Wednesday, 28 July 2010
Detained by US Immigration . . . . . .
It didn't start off on the best footing to be honest - after an inordinately long flight - or so it seemed - I was detained for three hours by US Immigration! Held in a room with others, all Black or Arab it has to be said, watched by fully tooled-up immigration officials who were deciding whether or not to admit my fellow detainees into America. Anyway it was just a mix-up with my fingerprints not matching the ones they had on record from my previous visits, so it only took a couple of minutes to sort out once I was actually seen!

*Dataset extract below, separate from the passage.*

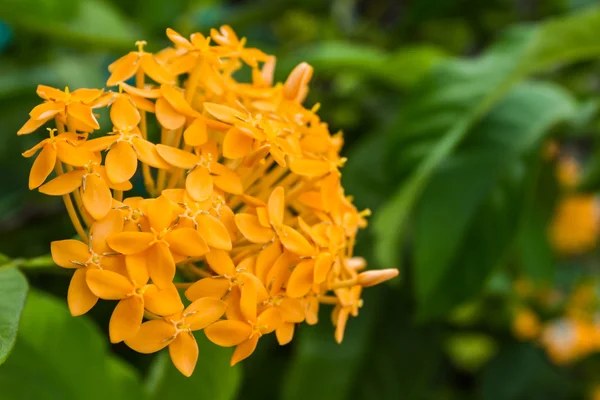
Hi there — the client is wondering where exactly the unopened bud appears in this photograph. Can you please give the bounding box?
[357,268,398,287]
[283,63,313,100]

The other panel that impressed me consisted of three papers on different Welsh-American settlers, who achieved fame/notoriety to some degree or other. Wyn James from Cardiff spoke on Evan Rowland Jones, a Welshman who had a distinguished career in the Northern Yankee army during the Civil War, reaching the rank of Major, before returning home and representing Carmarthen Boroughs for the Liberal Party in the 1890s. Bill Jones, again of Cardiff, spoke on John Griffith, 'Gohebydd', a journalist for Baner ac Amserau Cymru whose letters from post-Civil war America were influential in Wales, particularly in the run-up to the 1868 Reform Act. But the most interesting of all was John Ellis' paper on Owen Rhoscomyl, a remarkable figure who spent much of the 1880s on the America Frontier living the life of a outlaw, before returning to Wales, serving in the Boer War, and being behind much of the faux pagentry at the enthronment of George, son of Edward VII, as Prince of Wales in 1906, and the National Pageant of Wales, a cheesy re-enactment of some of the more glorious moments in early Welsh history, held in Cardiff in 1909.

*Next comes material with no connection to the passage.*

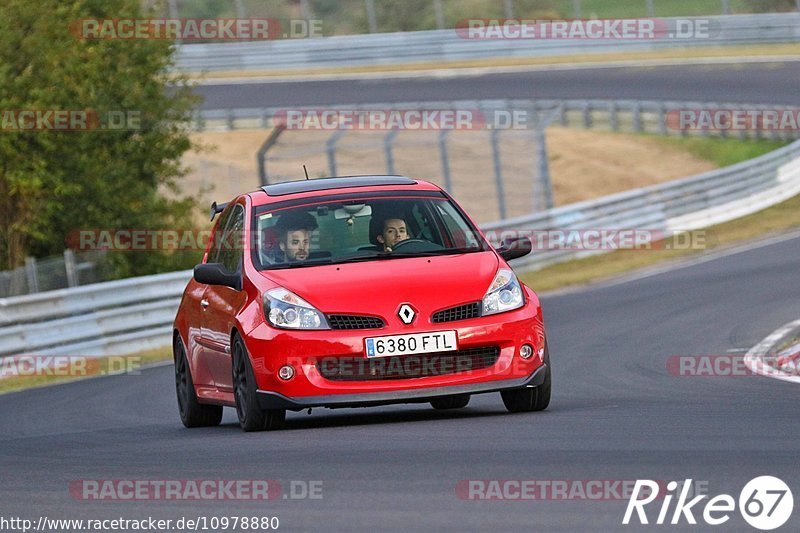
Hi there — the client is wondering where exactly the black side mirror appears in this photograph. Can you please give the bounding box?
[194,263,242,291]
[495,237,533,261]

So a mixed conference, but a few real highlights!
We had a couple of days for sight-seeing then. Got pretty close to the White House, did the National Mall and its various monuments, and went in a couple of the big national museums, the one dedicated to Native Americans, which I thought a bit of a disapointment - didnt really give much history, for obvious reasons I guess, and the National Museum of American History, which was better - had the actual Star Spangled Banner and a really interesting section on Abraham Lincoln.
I've another trip to the States pencilled in for January 2011 - this time its the American Society for Church History conference at Boston. I'm part of a panel to showcase a new publication, the Oxford History of the British Sermon, to which I'm contributing. I think I've said I'll give a paper on George Whitefield and his role in forming modern evangelical preaching.